Czekoladowa granola
Nie jest to moja pierwsza granola, oj nie. Znajdziecie na blogu kilka – granolę z masłem orzechowym, na punkcie której wariowałam całe lato. Robiłam ją naprzemiennie z szybką granolą z patelni, jak już wyjadłam ze słoika wszystkie zapasy pieczonej 🙂 Jesienią prym wiodła dyniowa granola, ale zawsze, ale to zawsze przewijała się między nimi czekoladowa. I nie wiem czemu wcześniej się tu nie pojawiła, ale grunt, że jest teraz!
JEst cudownie chrupiąca, orzechy laskowe fantastycznie pasują do czekolady, jest tu nuta pomarańczy (polecam się wystarać o skórkę suszoną lub aromat naturalny bo robi robotę), kardamon i nie ma cukru. Słodzę ją syropem daktylowym i jest po prostu DO-SKO-NA-ŁA! Wymyśliłam sobie do niej żółciutkie, słodkie, suszone mango i raz dodaje surowe ziarna kakao, raz posiekaną drobno gorzką czekoladę. Obłęd, mój chłopak chowa słoiki, bo zjadłabym na raz!

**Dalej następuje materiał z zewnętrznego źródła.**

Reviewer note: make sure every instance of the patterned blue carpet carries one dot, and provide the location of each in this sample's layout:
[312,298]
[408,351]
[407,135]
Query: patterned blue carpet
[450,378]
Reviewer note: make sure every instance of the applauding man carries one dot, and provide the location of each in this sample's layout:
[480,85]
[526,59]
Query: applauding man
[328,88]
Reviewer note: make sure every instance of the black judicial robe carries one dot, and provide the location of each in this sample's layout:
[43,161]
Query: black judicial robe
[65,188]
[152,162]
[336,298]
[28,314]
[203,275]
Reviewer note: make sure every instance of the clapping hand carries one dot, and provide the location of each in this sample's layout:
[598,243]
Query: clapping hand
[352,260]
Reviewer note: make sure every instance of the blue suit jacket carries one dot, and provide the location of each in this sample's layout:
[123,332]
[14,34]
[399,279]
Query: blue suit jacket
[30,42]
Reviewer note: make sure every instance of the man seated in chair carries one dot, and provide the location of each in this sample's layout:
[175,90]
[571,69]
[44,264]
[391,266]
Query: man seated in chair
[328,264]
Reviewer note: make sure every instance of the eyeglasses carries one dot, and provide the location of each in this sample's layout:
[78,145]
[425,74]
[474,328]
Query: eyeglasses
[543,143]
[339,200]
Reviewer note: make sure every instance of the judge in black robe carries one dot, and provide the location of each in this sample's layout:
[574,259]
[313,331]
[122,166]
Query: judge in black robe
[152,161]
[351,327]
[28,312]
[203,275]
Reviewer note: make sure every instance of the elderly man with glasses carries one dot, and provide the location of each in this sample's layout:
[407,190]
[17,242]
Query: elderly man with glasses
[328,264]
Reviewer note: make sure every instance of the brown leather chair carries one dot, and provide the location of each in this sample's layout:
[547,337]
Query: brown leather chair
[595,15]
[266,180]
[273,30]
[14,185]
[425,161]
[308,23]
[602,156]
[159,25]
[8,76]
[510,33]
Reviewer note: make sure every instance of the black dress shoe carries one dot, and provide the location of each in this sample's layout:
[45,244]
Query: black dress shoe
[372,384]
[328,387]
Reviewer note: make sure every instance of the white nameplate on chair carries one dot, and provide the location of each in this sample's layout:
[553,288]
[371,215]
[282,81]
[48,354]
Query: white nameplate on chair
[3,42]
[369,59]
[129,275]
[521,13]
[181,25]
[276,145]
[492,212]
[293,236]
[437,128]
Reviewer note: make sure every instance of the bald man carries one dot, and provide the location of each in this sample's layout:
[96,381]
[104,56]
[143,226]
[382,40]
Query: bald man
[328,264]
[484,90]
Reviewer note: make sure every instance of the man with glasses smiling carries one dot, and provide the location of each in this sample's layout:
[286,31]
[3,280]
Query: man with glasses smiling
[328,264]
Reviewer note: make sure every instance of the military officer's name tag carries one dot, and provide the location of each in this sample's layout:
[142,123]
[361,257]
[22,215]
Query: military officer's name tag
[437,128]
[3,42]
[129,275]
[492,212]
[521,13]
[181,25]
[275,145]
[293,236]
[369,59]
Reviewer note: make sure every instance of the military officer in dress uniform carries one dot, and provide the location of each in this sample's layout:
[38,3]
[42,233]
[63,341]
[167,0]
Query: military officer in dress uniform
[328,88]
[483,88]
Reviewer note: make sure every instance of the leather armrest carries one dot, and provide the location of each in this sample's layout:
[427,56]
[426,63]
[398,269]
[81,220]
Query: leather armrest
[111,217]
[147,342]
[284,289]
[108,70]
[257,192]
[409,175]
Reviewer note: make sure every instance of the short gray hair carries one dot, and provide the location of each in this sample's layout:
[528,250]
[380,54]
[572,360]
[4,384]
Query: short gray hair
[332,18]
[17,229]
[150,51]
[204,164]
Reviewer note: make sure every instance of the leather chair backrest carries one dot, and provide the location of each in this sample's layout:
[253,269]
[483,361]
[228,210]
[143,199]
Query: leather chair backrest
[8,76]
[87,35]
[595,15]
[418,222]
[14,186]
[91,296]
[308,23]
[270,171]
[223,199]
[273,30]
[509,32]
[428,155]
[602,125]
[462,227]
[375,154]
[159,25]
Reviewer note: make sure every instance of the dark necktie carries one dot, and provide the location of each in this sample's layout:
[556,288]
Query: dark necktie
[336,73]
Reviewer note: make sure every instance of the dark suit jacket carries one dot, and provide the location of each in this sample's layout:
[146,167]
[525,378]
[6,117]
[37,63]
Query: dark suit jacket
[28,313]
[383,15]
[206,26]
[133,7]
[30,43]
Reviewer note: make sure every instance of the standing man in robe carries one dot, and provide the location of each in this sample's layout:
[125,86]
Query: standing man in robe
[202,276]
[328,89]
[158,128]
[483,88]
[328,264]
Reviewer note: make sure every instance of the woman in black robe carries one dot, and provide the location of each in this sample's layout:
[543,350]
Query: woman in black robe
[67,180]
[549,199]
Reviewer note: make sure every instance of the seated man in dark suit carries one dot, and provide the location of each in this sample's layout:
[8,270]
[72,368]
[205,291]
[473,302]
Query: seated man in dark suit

Aha, dziś jest tłusty czwartek i olałam pączki na rzecz dodatkowej miski tej pyszności 🙂 Także tak, dziewczyny i chłopaki – do kuchni raz!
PRZEPIS
Na duży słój i trochę
suche składniki do pieczenia:
1,5 szkl płatków owsianych
0,5 szkl kaszy gryczanej niepalonej
po 0,5 szkl: posiekanych orzechów laskowych, ziaren słonecznika, siemienia lnianego, wiórków kokosowych
„mokre” składniki:
4 łyżki oleju kokosowego (czubate)
4 łyżki syropu daktylowego (jak wolicie słodziej to 5)

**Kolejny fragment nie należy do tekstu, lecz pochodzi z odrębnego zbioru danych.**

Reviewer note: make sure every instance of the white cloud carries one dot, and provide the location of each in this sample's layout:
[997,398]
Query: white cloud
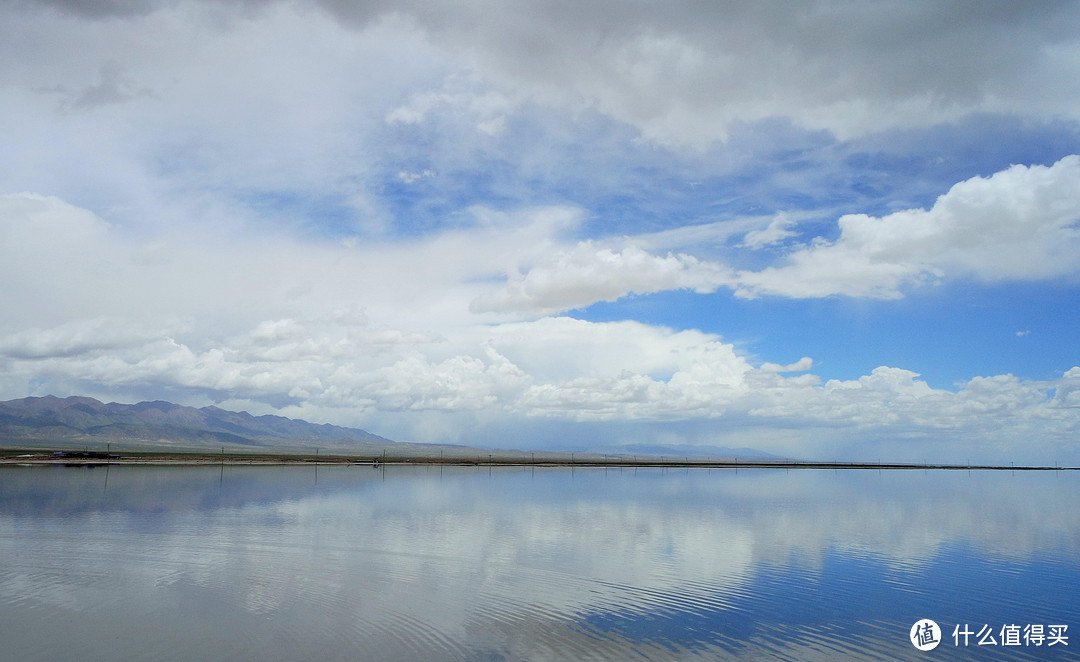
[589,273]
[686,72]
[1018,224]
[775,232]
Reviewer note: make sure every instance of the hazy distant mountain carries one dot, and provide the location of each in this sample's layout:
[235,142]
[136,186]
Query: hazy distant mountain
[46,420]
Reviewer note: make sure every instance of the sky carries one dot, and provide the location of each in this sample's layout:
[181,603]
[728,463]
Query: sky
[826,230]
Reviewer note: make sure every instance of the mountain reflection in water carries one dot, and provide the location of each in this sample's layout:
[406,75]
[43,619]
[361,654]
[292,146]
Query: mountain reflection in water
[353,563]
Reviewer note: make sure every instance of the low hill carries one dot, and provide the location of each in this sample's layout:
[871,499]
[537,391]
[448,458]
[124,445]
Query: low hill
[71,421]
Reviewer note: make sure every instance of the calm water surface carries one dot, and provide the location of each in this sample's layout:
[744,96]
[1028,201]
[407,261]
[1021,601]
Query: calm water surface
[354,563]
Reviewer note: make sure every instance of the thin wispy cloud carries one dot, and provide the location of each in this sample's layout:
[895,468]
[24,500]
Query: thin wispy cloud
[815,229]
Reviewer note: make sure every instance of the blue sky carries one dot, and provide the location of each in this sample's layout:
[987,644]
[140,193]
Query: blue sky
[825,231]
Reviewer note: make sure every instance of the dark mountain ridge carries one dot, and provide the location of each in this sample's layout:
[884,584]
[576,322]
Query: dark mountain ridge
[78,419]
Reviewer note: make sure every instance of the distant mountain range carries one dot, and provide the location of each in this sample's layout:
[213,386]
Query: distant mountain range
[70,421]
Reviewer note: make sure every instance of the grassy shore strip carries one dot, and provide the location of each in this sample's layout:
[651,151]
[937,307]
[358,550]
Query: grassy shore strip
[494,459]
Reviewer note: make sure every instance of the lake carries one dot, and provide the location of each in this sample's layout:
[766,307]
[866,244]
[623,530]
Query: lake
[428,563]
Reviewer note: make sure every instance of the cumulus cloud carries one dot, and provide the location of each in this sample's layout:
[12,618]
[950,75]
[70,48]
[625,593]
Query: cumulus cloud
[589,273]
[1018,224]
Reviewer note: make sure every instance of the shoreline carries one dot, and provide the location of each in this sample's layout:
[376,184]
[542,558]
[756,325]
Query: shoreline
[29,457]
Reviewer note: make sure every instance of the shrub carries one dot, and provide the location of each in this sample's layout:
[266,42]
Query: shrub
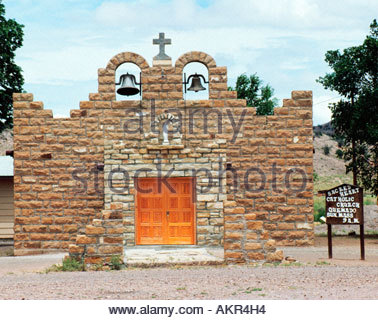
[326,150]
[339,153]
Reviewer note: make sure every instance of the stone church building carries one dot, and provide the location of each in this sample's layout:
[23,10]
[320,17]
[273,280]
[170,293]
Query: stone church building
[162,169]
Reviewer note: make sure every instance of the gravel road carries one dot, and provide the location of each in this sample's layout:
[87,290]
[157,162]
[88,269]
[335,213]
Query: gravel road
[222,282]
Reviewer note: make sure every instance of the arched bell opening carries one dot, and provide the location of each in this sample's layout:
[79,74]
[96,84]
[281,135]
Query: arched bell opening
[195,81]
[128,82]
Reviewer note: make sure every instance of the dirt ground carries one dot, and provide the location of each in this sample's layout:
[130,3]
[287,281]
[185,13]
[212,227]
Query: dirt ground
[313,277]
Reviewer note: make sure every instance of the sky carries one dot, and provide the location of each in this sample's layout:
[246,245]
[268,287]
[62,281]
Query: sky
[283,42]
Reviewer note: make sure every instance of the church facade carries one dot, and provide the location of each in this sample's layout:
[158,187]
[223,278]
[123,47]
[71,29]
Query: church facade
[163,170]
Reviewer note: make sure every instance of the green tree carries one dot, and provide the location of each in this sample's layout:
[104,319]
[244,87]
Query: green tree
[355,116]
[259,96]
[11,80]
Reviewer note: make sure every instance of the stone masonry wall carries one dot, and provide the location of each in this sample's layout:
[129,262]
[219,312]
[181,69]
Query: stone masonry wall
[53,208]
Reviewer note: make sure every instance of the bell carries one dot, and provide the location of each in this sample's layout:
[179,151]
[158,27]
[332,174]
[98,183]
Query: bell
[196,84]
[127,87]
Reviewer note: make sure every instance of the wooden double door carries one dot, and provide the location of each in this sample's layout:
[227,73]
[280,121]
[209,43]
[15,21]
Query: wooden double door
[165,211]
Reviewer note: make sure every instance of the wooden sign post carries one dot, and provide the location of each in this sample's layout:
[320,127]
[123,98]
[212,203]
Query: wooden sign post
[345,205]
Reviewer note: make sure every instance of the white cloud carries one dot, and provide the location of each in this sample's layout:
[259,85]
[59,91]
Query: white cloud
[283,41]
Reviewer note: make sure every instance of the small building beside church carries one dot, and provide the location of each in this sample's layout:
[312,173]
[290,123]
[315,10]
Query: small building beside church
[161,169]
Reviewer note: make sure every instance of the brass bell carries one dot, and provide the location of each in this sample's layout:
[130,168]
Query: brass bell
[128,82]
[196,84]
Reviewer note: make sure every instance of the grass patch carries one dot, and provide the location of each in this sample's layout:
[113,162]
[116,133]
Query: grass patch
[68,264]
[116,263]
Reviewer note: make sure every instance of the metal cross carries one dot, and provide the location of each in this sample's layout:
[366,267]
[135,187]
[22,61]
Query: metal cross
[162,42]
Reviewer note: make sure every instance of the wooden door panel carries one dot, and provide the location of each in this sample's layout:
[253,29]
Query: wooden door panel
[166,217]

5 łyżeczek gorzkiego kakao
1,5 łyżeczki suszonej, zmielonej skórki pomarańczowej (lub kilka kropli naturalnego aromatu pomarańczowego)
2 łyżeczki kardamonu mielonego
szczypta soli
suche składniki do dodania:
pokrojone na kawałki suszone mango
surowe ziarno kakao (lu posiekana gorzka czekolada)
Nagrzewam piekarnik do 180 stopni Celcjusza.
W sporym naczyniu żaroodpornym lub na dużej blasze wyłożonej papierem (możecie nie wykładać, będzie tylko więcej mycia) mieszam suche składniki do pieczenia.
W małym rondelku podgrzewam przez moment olej kokosowy, syrop daktylowy i dodaję pozostałe składniki – kakao, przyprawy, mieszam dokładnie. Zalewam masą suche składniki, mieszam tak, by dobrze się pokryły i układam równą warstwę na całej powierzchni blachy. Wstawiam do piekarnika i piekę 25 minut. Studzę. Czyli czekam aż wystygnie zanim zjem 😉 Delikatnie łamię granolę i dodaję mango i ziarna kakao – ilość według uznania.